Shell script to show frequency of each word in file and in a directory

Question

I came across a question in my interview

Shell script to show frequency of each word in file and in a directory

A
    - A1
        - File1.txt
        - File2.txt
    -A2
        - FileA21.txt
    -A3
        - FileA31.txt
        - FileA32.txt
B
    -B1
        - FileB11.txt
        - FileB12.txt
        - FileB13.txt
    -B2
        -FileB21.txt

I believe that I understood the question by understanding that Directories A and B are two separate directories with A1, A2 & A3 being sub-directories of A, and B1 and B2 being sub-directories of B. So I answered like this.

Find . ‘\(-name “A” –and –name “B”\)’ –type f –exec cat ‘{}’ \; | awk ‘{c[$1]++} END {for (i in c) print i, c[i]}’

But still I got an feedback that the above script was not good enough. What's wrong in the given script?

Answer 1

The major limitation is that the script assumes there is exactly one word per line. c[$1]++ just increments the occurrence of the first field of each line.

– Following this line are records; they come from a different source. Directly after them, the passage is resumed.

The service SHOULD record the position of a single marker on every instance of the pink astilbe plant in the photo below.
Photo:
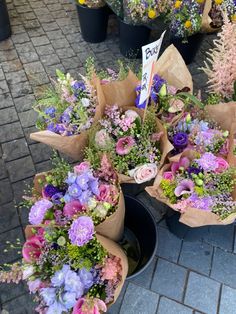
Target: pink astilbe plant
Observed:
(221, 63)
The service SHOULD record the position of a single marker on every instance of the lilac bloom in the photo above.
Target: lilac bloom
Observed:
(184, 187)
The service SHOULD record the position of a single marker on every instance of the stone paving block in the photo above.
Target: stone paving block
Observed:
(28, 118)
(221, 272)
(145, 278)
(196, 256)
(8, 115)
(6, 101)
(221, 236)
(169, 279)
(227, 301)
(9, 217)
(20, 169)
(40, 152)
(138, 300)
(15, 149)
(24, 103)
(12, 235)
(202, 293)
(10, 132)
(6, 194)
(168, 245)
(167, 306)
(21, 305)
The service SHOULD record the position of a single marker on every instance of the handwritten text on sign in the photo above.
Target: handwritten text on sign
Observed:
(150, 54)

The question didn't mention anything about the number of words in a line, so I'd assume this wasn't the intention - you need to go through each word in a line. Also, what about empty lines? With an empty line, $1 will be the empty string, so your script will end up counting "empty" words (which it will happily show as part of the output).

In awk, the number of fields in a line is stored in the built-in variable NF; thus it is easy to write code to loop through the words and increment the corresponding count (and it has the nice side effect of implicitly ignoring lines without words).

So, I would do something like this instead:

find . -type f -exec cat '{}' \; | awk '{ for (i = 1; i <= NF; i++) w[$i]++ } END { for (i in w) printf("%-10s %10d\n", i, w[i]) }'

I removed the directory names constraints in the argument to find(1) for the sake of conciseness, and to make it more general.

This is (probably) the main issue with your solution, but the question is (intentionally) vague and there are many things left to discuss:

• Is it case-sensitive? This solution treats World and world as different words. Is this desired?
• What about punctuation? Should hello and hello! be treated as the same word? What about commas? That is, do we need to parse and ignore punctuation?
• Speaking of which - what about things like what's vs. what? Do we consider them different words? And it's vs. its? English is tricky!
• Most important of all (and related to the points above), what exactly defines a word? We assumed a word is a sequence of non-blanks (the default in awk). Is this accurate?
• If there are no words in the input, what do we do? This solution prints nothing - maybe we should print a warning message?
• Is there a fixed number of words in a line? Or is it arbitrary? (E.g. if there's exactly one word per line, your solution would be enough)

FWIW, always remember that your success in an interview is not a binary yes/no. It's not like: Oops, you can't do X, so I'm going to reject you. Or: Oops, wrong answer, you're out. More important than the answer is the process that gets you there, and whether or not you are aware of (a) the assumptions you made; and (b) your solution's limitations. The questions above show ability to consider edge cases, ability to clarify assumptions and requirements, etc, which is way more important than getting the "right" script (and probably there's no such thing as The Right Script).